Nicht einmal Springers Bild konnte seine 1990 noch hohe Viereinhalbmillionenauflage durch neue Ost-Leser steigern. Es half also nichts, dass das Boulevardblatt beinahe jeden CDU-Abgeordnetentisch im Plenarsaal des Sächsischen Landtages schmückte.
Schon im Jahr 2000 stellte eine Studie des RTL-Vermarkters IP fest, dass Ostdeutsche länger fernsehen als Westdeutsche, sich mehr von Privatanbietern unterhalten lassen und sich bei den Öffentlich-Rechtlichen überwiegend regional oder lokal informieren.

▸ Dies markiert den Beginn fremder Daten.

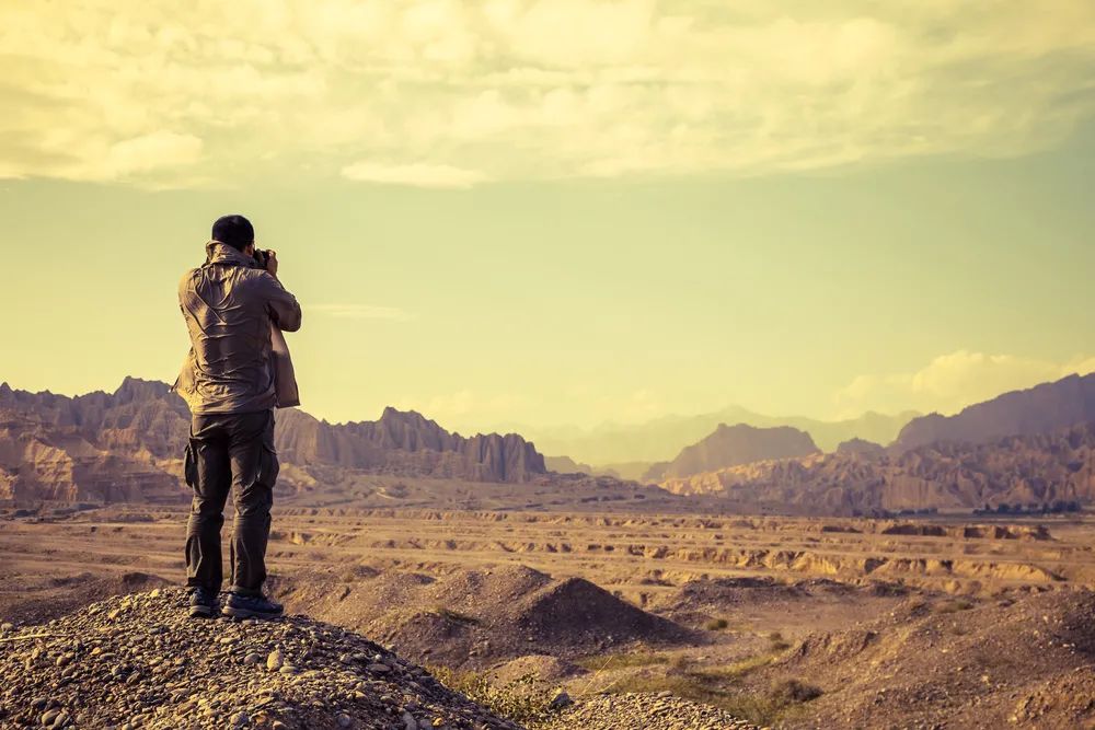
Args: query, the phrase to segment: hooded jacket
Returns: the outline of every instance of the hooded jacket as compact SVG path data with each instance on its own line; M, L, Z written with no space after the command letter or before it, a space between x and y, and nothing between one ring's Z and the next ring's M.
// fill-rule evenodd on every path
M172 386L193 414L300 405L283 332L300 329L300 304L255 260L219 241L178 282L191 351Z

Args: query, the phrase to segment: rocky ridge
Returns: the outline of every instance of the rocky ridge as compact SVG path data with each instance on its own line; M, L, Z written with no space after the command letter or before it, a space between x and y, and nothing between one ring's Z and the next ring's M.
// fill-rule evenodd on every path
M277 412L283 488L353 472L526 483L548 475L516 433L462 437L387 408L377 421L332 425ZM0 384L0 500L172 502L186 498L182 453L189 412L165 383L127 378L114 393L76 397Z
M816 453L820 450L809 433L789 426L756 428L719 424L711 436L685 447L668 464L656 464L646 476L654 480L683 478L740 464Z

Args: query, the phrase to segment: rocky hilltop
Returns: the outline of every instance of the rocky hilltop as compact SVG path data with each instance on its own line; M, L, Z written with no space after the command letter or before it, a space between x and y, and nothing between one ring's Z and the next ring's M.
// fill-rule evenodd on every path
M182 589L0 637L0 727L520 730L362 636L303 616L194 621Z
M516 433L450 433L387 408L377 421L332 425L278 412L286 480L347 472L523 483L546 474ZM127 378L114 393L69 397L0 384L0 500L165 502L185 499L182 453L189 413L165 383Z
M652 467L647 478L683 478L739 464L816 453L820 452L809 433L789 426L757 428L746 424L719 424L714 433L685 447L668 464Z
M901 429L894 447L903 451L935 441L984 443L1088 421L1095 421L1095 373L1004 393L954 416L915 418Z
M671 478L676 494L719 495L812 511L1012 509L1095 500L1095 424L990 443L936 442L903 452L843 450Z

Die „Zonen-Gaby“ der „Titanic“: Wer will schon auch diesen West-Spott?
Dieser Rückzug auf das Vertraut-Heimatliche in Zeiten großer Verunsicherung könnte auch mit der als herablassend empfundenen Berichterstattung über den unberechenbaren Osten zusammenhängen. Beginnend beim Spott der Satirezeitschrift Titanic 1989 über die „Zonen-Gaby“ und ihre erste Banane. In diesem Oktober 2025 empfanden laut MDR-Umfrage drei Viertel der Befragten die Berichterstattung über den Osten als negativ.

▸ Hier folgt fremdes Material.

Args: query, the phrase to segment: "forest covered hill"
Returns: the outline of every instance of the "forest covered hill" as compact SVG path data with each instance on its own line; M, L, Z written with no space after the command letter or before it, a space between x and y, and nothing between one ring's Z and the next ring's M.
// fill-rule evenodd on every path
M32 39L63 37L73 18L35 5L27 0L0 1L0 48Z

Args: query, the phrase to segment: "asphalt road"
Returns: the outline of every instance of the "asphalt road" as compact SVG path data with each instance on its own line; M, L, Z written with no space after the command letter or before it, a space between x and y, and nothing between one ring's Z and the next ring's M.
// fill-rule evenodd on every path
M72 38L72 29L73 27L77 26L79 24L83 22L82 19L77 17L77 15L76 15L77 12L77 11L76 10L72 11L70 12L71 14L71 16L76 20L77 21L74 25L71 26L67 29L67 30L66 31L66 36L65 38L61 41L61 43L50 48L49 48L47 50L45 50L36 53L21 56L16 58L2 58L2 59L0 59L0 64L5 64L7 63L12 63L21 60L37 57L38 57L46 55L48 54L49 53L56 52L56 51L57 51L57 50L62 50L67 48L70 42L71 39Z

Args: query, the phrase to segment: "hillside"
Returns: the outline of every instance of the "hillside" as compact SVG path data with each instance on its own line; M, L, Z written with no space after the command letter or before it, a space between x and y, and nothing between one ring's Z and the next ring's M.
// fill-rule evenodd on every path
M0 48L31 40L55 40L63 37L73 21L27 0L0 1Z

Die Universität Leipzig und die Hoferichter & Jacobs GmbH belegten das in einer umfangreichen Studie für den MDR. Medienwissenschaftlerin Mandy Tröger spricht von „vielen stereotypen oder sich wiederholenden Mustern wie Rechtsradikalismus, Arbeitslosigkeit oder Nörgelei“.
Selbst wenn vieles an dem Muster stimmt, tut es doch einem langlebigen Transformations- und Entwicklungsgebiet nicht gut. Die westdeutschen Verleger und Chefredakteure oder Intendanten hatten inzwischen erkannt, dass sie ostdeutsche Mentalitäten bedienen müssen, manche rechtzeitig, andere zu spät.

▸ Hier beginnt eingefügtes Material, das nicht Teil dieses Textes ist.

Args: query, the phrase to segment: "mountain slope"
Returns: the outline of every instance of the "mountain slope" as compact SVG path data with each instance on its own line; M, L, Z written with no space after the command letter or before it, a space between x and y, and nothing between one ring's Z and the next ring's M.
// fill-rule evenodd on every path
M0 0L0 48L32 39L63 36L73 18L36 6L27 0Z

Die Zeit war schnell und fand in Christoph Dieckmann einen klugen und landeskundigen Reporter, installierte später ein Ostbüro. Der MDR köderte sein Publikum erfolgreich mit der Ausstrahlung von DEFA-Filmen und früherer Unterhaltungssendungen wie „Ein Kessel Buntes“, ist andererseits mit dem Portal „MDR fragt“ oder der Diskussionssendung „Fakt ist“ um aktuelle Problemdebatten bemüht.
Nunmehr kleingedruckt hält sich das nd in der Nachfolge des einstigen SED-Leitmediums Neues Deutschland hartnäckig mit konsequenter Links-Ost-Ausrichtung. Ähnliches ließe sich vom Freitag sagen. Wenig beachtet wird rückblickend, wie viele ehrliche, ambitionierte, aber eben nicht kommerzorientierte Journalisten 1990 ihre Parteiblätter übernahmen, die neue Freiheit kritisch nutzten und nach der West-Übernahme nicht selten kaltgestellt oder entsorgt wurden. Sie blieben sich in Nischen treu, sickerten wie beispielsweise freche Moderatoren des abgewickelten Jugendradios DT 64 beim ORB ein, sorgten vielerorts angesichts des herrschenden Master-Narratives für Originaltöne im Wortsinn.
Störrische Ossis ohne eigene Medien
Vieles davon hat sich inzwischen abgeschliffen. Wie ein letztes trotziges Aufbäumen erscheint rückblickend der dreiwöchige Streik bei der Sächsischen Zeitung im Advent 1999, der in der deutschen Nachkriegsgeschichte einzigartig blieb. Es ging gegen die aus Effizienzgründen geplante Ausgliederung der Lokalredaktionen und ihrer Treffpunkte, die gerade Breite und Bodenhaftung garantierten. Redakteure befürchteten unter anderem eine wachsende Abhängigkeit von Anzeigen der regionalen Wirtschaft. Gegen die im Vorjahr beschlossene und mit Entlassungen verbundene Übernahme der Sächsischen Zeitung durch Madsack – Ausdruck der fortschreitenden Gleichschaltung des Pressemarktes Ost – muckt niemand mehr offen auf.
Die Ostdeutschen wurden „ihrer eigenen Medien enteignet, wenn es denn bis dahin eine freie Öffentlichkeit gegeben hätte“, schrieb der Philosoph Jürgen Habermas 2020 in den Blättern für deutsche und internationale Politik. Soziologe Steffen Mau stellt fünf Jahre später in seinem Buch Ungleich vereint fest, in Ostdeutschland habe sich „eine eigene politische Kultur ausgebildet“. – „Warum verfügt der Osten dann nicht auch über eigene Medien“, fragt daraufhin der langjährige Medienexperte der sächsischen PDS und Linken und MDR-Rundfunkratsmitglied Heiko Hilker?